Haven't heard any opinions on arkenfox yet...anyone have any thoughts?

[–] [email protected] 2 points 2 months ago* (last edited 2 months ago) (1 children)

Its is pretty easy to get rid of all the brave crap. You just need a policy file:

# cat /etc/brave/policies/managed/brave_policies.json
{
    "BraveRewardsDisabled": true,
    "BraveWalletDisabled": true,
    "BraveVPNDisabled": 1,
    "BraveAIChatEnabled": true,
    "NewTabPageLocation": "https://search.brave.com/",
    "TorDisabled": false,
    "PasswordManagerEnabled": false,
    "DnsOverHttpsMode": "automatic"
}
[–] [email protected] 3 points 2 months ago (1 children)

Yeah but i don't want to recommend a browser to someone just for them to have some cryptocurrency, AI chatbot, and Ad reward program shoved in their face.

And then telling them that they Can get rid of it, they just have to go make some file they don't understand in a location on their hard drive they've never been to.

Because being real, if Brave's bloat was bundled into an antivirus software, it would rightfully raise red flags for anyone with standard computer literacy.

[–] [email protected] 1 points 2 months ago (1 children)

well yeah I guess some decide to make revenue with this "shady" practices like brave does and others just take 400 millions from google.

[–] [email protected] 2 points 2 months ago

I mean, I fault Mozilla for that, and a lot of other things especially in light of recent developments.

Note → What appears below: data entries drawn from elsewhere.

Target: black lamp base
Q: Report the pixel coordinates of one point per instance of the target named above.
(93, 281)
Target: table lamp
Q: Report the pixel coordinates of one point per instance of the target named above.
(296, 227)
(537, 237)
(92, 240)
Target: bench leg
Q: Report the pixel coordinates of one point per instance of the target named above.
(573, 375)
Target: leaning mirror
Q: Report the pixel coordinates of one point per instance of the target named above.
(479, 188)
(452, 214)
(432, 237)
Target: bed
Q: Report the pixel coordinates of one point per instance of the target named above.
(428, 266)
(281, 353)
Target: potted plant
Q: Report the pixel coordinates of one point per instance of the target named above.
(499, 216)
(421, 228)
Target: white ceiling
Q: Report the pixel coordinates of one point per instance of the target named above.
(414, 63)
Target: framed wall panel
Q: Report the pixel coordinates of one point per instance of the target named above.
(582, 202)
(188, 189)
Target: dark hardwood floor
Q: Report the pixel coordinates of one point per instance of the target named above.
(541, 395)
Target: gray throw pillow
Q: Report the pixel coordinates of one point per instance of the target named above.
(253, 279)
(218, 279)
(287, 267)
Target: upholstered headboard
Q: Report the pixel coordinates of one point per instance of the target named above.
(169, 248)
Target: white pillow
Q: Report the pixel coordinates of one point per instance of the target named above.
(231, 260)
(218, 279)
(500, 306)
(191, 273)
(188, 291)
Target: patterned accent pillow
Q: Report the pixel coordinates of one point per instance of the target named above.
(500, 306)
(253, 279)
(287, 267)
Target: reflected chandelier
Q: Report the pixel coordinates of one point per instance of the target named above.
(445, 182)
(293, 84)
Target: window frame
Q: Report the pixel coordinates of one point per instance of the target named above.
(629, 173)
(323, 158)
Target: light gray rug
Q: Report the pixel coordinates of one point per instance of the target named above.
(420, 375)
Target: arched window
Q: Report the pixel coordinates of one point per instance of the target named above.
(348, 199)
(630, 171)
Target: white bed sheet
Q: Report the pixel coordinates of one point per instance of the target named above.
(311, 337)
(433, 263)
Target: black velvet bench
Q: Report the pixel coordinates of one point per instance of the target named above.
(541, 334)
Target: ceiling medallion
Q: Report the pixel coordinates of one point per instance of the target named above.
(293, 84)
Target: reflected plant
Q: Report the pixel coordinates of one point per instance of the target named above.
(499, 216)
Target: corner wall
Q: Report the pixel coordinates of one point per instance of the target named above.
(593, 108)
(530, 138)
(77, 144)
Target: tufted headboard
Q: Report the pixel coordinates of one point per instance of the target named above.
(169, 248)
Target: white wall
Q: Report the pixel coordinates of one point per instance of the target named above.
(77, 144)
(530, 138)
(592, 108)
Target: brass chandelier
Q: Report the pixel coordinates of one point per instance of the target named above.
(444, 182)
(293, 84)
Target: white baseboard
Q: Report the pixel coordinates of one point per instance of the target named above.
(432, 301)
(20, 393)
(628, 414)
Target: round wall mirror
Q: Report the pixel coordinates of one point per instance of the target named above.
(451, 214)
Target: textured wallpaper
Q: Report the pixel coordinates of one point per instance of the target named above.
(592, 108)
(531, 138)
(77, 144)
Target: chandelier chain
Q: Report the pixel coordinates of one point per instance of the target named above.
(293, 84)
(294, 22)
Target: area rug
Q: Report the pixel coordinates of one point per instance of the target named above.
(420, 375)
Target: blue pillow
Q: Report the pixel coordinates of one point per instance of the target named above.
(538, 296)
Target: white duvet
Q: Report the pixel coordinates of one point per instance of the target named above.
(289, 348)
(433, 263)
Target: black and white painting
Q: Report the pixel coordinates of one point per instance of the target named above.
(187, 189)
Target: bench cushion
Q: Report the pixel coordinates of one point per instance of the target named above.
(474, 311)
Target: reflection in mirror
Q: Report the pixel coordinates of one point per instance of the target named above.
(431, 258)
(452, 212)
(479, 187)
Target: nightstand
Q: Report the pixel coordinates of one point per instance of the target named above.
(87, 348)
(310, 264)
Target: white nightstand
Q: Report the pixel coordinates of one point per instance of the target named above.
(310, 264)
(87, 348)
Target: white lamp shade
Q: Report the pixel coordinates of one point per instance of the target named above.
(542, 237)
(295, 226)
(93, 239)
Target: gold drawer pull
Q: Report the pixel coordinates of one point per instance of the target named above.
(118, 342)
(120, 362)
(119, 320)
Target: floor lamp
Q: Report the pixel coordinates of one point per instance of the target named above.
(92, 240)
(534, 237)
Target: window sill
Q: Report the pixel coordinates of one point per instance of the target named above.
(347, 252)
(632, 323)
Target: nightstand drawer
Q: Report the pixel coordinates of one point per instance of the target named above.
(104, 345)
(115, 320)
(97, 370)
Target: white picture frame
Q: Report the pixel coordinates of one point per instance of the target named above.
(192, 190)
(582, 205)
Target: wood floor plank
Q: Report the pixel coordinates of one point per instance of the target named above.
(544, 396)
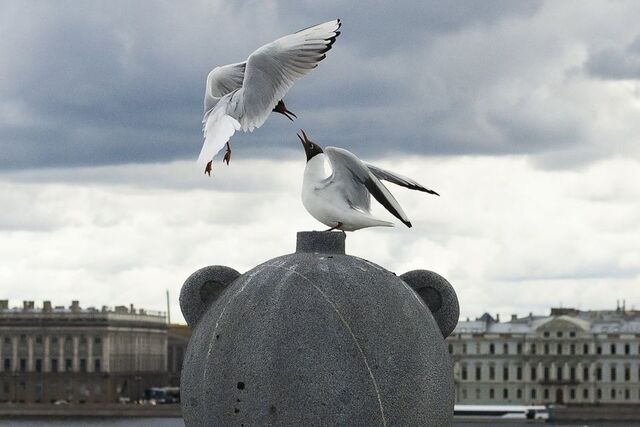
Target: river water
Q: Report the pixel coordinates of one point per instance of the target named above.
(177, 422)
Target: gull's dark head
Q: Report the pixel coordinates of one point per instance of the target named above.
(310, 148)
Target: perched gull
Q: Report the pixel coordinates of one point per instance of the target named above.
(341, 199)
(241, 96)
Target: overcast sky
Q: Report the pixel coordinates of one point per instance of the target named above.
(523, 115)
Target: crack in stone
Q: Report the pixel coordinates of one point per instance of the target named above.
(348, 328)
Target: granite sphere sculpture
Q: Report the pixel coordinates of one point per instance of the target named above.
(317, 338)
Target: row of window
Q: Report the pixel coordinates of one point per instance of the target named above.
(547, 348)
(55, 365)
(613, 394)
(597, 373)
(54, 340)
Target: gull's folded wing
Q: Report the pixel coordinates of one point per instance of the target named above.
(351, 173)
(398, 179)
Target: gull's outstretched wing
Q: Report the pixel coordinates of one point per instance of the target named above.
(398, 179)
(221, 81)
(272, 69)
(218, 128)
(356, 181)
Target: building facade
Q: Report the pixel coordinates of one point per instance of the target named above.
(80, 355)
(568, 357)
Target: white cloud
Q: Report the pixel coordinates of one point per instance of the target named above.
(509, 237)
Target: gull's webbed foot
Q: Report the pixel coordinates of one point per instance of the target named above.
(282, 109)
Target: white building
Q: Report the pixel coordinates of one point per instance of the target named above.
(570, 356)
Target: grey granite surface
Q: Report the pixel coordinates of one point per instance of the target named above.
(315, 338)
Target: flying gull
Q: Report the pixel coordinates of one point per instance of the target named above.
(341, 199)
(241, 96)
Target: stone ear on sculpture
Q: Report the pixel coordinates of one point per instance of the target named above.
(438, 295)
(202, 288)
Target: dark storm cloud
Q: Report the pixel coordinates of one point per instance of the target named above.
(85, 84)
(616, 62)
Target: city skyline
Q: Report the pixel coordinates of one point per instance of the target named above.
(522, 115)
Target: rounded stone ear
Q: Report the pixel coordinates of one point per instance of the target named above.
(439, 296)
(202, 288)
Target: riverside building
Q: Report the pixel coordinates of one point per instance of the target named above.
(568, 357)
(79, 354)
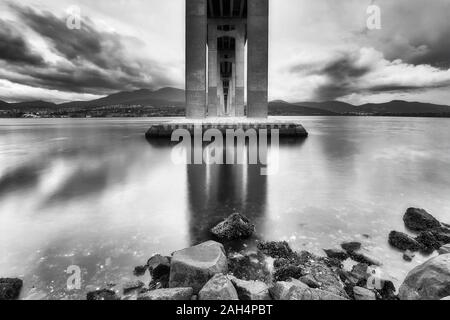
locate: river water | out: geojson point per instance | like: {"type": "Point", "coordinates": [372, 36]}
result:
{"type": "Point", "coordinates": [95, 194]}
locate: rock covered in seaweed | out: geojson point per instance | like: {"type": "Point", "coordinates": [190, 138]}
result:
{"type": "Point", "coordinates": [234, 227]}
{"type": "Point", "coordinates": [218, 288]}
{"type": "Point", "coordinates": [195, 266]}
{"type": "Point", "coordinates": [429, 281]}
{"type": "Point", "coordinates": [10, 288]}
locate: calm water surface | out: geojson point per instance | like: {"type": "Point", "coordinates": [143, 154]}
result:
{"type": "Point", "coordinates": [96, 194]}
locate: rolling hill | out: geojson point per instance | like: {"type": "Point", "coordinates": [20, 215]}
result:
{"type": "Point", "coordinates": [167, 98]}
{"type": "Point", "coordinates": [164, 97]}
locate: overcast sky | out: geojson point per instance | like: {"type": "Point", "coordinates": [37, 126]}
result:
{"type": "Point", "coordinates": [319, 50]}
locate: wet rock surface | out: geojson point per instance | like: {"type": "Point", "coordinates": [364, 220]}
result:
{"type": "Point", "coordinates": [249, 266]}
{"type": "Point", "coordinates": [420, 220]}
{"type": "Point", "coordinates": [176, 294]}
{"type": "Point", "coordinates": [104, 294]}
{"type": "Point", "coordinates": [444, 249]}
{"type": "Point", "coordinates": [234, 227]}
{"type": "Point", "coordinates": [429, 281]}
{"type": "Point", "coordinates": [320, 270]}
{"type": "Point", "coordinates": [218, 288]}
{"type": "Point", "coordinates": [194, 267]}
{"type": "Point", "coordinates": [360, 293]}
{"type": "Point", "coordinates": [251, 290]}
{"type": "Point", "coordinates": [338, 254]}
{"type": "Point", "coordinates": [10, 288]}
{"type": "Point", "coordinates": [403, 242]}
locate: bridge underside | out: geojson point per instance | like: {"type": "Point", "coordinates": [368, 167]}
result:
{"type": "Point", "coordinates": [224, 28]}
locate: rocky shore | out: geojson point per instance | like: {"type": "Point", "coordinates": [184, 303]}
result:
{"type": "Point", "coordinates": [276, 272]}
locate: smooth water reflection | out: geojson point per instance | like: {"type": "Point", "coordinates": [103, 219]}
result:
{"type": "Point", "coordinates": [96, 194]}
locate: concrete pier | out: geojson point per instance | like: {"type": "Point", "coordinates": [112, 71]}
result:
{"type": "Point", "coordinates": [217, 32]}
{"type": "Point", "coordinates": [286, 128]}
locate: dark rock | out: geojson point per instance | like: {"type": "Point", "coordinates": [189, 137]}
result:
{"type": "Point", "coordinates": [351, 246]}
{"type": "Point", "coordinates": [218, 288]}
{"type": "Point", "coordinates": [249, 266]}
{"type": "Point", "coordinates": [314, 295]}
{"type": "Point", "coordinates": [234, 227]}
{"type": "Point", "coordinates": [420, 220]}
{"type": "Point", "coordinates": [365, 258]}
{"type": "Point", "coordinates": [194, 267]}
{"type": "Point", "coordinates": [444, 249]}
{"type": "Point", "coordinates": [160, 283]}
{"type": "Point", "coordinates": [159, 266]}
{"type": "Point", "coordinates": [408, 256]}
{"type": "Point", "coordinates": [387, 291]}
{"type": "Point", "coordinates": [442, 234]}
{"type": "Point", "coordinates": [10, 288]}
{"type": "Point", "coordinates": [361, 271]}
{"type": "Point", "coordinates": [310, 281]}
{"type": "Point", "coordinates": [277, 250]}
{"type": "Point", "coordinates": [174, 294]}
{"type": "Point", "coordinates": [338, 254]}
{"type": "Point", "coordinates": [139, 271]}
{"type": "Point", "coordinates": [282, 290]}
{"type": "Point", "coordinates": [103, 294]}
{"type": "Point", "coordinates": [288, 271]}
{"type": "Point", "coordinates": [251, 290]}
{"type": "Point", "coordinates": [429, 242]}
{"type": "Point", "coordinates": [132, 286]}
{"type": "Point", "coordinates": [296, 290]}
{"type": "Point", "coordinates": [403, 242]}
{"type": "Point", "coordinates": [429, 281]}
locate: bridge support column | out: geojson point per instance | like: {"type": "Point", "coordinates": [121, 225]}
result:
{"type": "Point", "coordinates": [212, 72]}
{"type": "Point", "coordinates": [196, 36]}
{"type": "Point", "coordinates": [258, 58]}
{"type": "Point", "coordinates": [240, 72]}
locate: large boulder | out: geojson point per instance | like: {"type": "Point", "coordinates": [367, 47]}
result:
{"type": "Point", "coordinates": [159, 266]}
{"type": "Point", "coordinates": [276, 250]}
{"type": "Point", "coordinates": [234, 227]}
{"type": "Point", "coordinates": [177, 294]}
{"type": "Point", "coordinates": [10, 288]}
{"type": "Point", "coordinates": [296, 290]}
{"type": "Point", "coordinates": [251, 290]}
{"type": "Point", "coordinates": [250, 266]}
{"type": "Point", "coordinates": [218, 288]}
{"type": "Point", "coordinates": [429, 281]}
{"type": "Point", "coordinates": [429, 242]}
{"type": "Point", "coordinates": [351, 246]}
{"type": "Point", "coordinates": [420, 220]}
{"type": "Point", "coordinates": [403, 242]}
{"type": "Point", "coordinates": [194, 267]}
{"type": "Point", "coordinates": [338, 254]}
{"type": "Point", "coordinates": [282, 290]}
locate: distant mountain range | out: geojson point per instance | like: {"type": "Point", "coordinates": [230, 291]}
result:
{"type": "Point", "coordinates": [172, 97]}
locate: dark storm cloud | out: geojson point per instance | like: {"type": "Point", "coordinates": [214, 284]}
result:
{"type": "Point", "coordinates": [435, 52]}
{"type": "Point", "coordinates": [341, 74]}
{"type": "Point", "coordinates": [13, 47]}
{"type": "Point", "coordinates": [96, 62]}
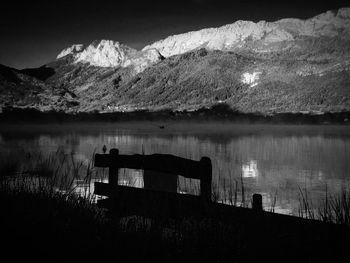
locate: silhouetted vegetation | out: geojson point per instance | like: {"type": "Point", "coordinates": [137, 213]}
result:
{"type": "Point", "coordinates": [219, 111]}
{"type": "Point", "coordinates": [41, 221]}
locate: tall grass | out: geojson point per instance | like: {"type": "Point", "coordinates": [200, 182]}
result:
{"type": "Point", "coordinates": [333, 208]}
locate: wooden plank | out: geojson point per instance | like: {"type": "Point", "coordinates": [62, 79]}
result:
{"type": "Point", "coordinates": [165, 163]}
{"type": "Point", "coordinates": [125, 200]}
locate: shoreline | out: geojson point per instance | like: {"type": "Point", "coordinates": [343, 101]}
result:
{"type": "Point", "coordinates": [17, 115]}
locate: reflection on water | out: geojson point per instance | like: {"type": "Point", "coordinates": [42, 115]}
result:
{"type": "Point", "coordinates": [275, 161]}
{"type": "Point", "coordinates": [250, 169]}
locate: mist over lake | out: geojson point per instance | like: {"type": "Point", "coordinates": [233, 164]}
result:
{"type": "Point", "coordinates": [277, 161]}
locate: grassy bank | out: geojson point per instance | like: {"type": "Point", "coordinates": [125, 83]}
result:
{"type": "Point", "coordinates": [42, 219]}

But Brave still fosters user dependency on a google project, ceding browser engine market dominance toward google. I might be bale to give Brave a pass for its faults if it was making strong moves in creating a truly free and open internet, but as-is they've basically taken an open-source project, applied their own branding, and baked in functionality that on a better engine can be replicated with more granular control by extensions.